Le mie emozioni, come spesso accade, girano vorticosamente come in un frullatore. Metto a confronto la piacevolezza provata nell’aver sentito parlare delle carezze donate ai piccoli bimbi con la consapevolezza che molti bambini non nasceranno neppure. In questo momento sono la tristezza e l’impotenza a “farla da padrone!” Nel caso di Silvia avremmo bisogno di offrirle un luogo dove lei potesse stare per non dover pagare un affitto così alto e, noi, non abbiamo posto nemmeno per uno spillo. Ripenso al mio sogno di trent’anni fa, quando sentivo forte il desiderio di poter accogliere tante mamme e tanti bambini con i quali, magari anche, vivere. Era e, purtroppo, resta un bel sogno.

Così torno a pensare alle gocce, tante fanno il mare. Ma dove le trovo? Eppure l’amico Fabio Mosca è riuscito a recuperarle e ne ha fatto un oceano. Silvia, intanto, mi guarda; è in attesa di una proposta che non so farle. A volte mi dico che bisognerebbe provare a trovarsi di fronte una donna che sta portando dentro di sé un figlio che, al momento, è vivo e dopo … chissà. La sofferenza dell’operatore, in questi momenti, è grande e può essere che la fantasia galoppi. Ho appena saputo di una casa di accoglienza che non sarà più usata visto che il progetto è terminato. Sarebbe fantastico che potessimo ottenerla noi! Dove le forze, la voglia di coinvolgersi in un’altra impresa da don Chisciotte? Sarebbero necessarie tante monete da 1 euro!

Cerco di scuotermi. Silvia è lì, apparentemente senza interlocutore. «Come ha saputo di noi, Silvia?». Subito risponde: «Camminavo per il parco e piangevo. Le corse dei bambini e le loro grida non facevano che aumentare il mio disagio e le mie lacrime.

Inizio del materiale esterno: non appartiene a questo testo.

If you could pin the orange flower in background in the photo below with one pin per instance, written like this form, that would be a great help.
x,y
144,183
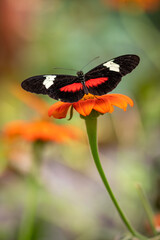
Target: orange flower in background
x,y
143,4
101,104
40,130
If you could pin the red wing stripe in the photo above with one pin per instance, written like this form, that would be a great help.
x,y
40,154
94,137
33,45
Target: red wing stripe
x,y
95,82
74,87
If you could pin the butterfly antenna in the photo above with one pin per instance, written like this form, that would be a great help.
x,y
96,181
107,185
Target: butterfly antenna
x,y
89,62
66,69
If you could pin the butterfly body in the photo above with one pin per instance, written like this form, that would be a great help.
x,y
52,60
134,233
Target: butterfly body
x,y
98,81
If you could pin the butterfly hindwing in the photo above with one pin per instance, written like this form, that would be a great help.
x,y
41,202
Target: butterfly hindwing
x,y
98,81
105,77
67,88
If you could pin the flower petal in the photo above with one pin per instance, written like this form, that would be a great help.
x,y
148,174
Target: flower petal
x,y
119,100
59,110
103,105
84,107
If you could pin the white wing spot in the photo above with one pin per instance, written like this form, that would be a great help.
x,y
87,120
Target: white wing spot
x,y
112,66
48,82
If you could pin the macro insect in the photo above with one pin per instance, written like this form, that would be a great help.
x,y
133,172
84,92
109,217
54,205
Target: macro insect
x,y
98,81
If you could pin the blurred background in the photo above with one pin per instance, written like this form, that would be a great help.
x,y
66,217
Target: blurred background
x,y
49,186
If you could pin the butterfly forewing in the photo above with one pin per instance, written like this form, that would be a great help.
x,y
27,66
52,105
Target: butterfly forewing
x,y
98,81
66,88
105,77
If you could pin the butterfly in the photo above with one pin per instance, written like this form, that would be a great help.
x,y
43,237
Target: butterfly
x,y
98,81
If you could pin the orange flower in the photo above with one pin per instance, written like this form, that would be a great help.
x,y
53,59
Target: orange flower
x,y
40,130
101,104
144,4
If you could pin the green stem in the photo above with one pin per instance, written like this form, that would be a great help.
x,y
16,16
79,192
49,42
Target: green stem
x,y
147,207
28,220
91,126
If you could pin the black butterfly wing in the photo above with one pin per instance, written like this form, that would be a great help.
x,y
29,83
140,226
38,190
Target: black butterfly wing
x,y
105,77
66,88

Una signora si avvicina, mi guarda e si rivolge a me con dolcezza: “perché sei così disperata?” Avevo bisogno di sfogarmi e le dico che andrò ad abortire. “Vai al Centro di Aiuto alla Vita Mangiagalli, là aiutano”. Così sono venuta, anche se capisco che la mia situazione è difficile, forse impossibile da risolvere. Sarà bene che mi decida»

Frullatore a n giri. «Ascolti questa proposta: c’è una nostra mamma che sta cercando una condivisione di appartamento. Potrebbe pagare metà dell’affitto. Il resto lo aggiungeremmo noi integrando il fondo che Regione Lombardia mette a disposizione di chi rinuncia a un’interruzione di gravidanza decisa per motivi economici. Le visite specialistiche potrebbe farle nel nostro consultorio, come il corso di preparazione alla nascita. Ci piacerebbe molto poterle regalare un bel corredino, un passeggino e i pannolini fino all’anno del bambino. Potrebbe essere una soluzione? Perché, Silvia, lei il suo bambino lo vuole o mi sbaglio?». La risposta è un pianto a dirotto. Quando riesce a calmarsi un po’, esclama: «Sì, che lo voglio! Da sola non ce la faccio, ma lei mi ha prospettato una possibile soluzione».  Mi scruta come per avere una conferma. «Guardi che è proprio tutto vero ciò che ho offerto. E, di solito mantengo le promesse». Riesco a strapparle un piccolo sorriso. «Aveva davvero ragione la signora del parco! Che fosse il mio angelo custode?». «Forse», le rispondo sorridendo, «io ho provato solo a darle qualche carezza!».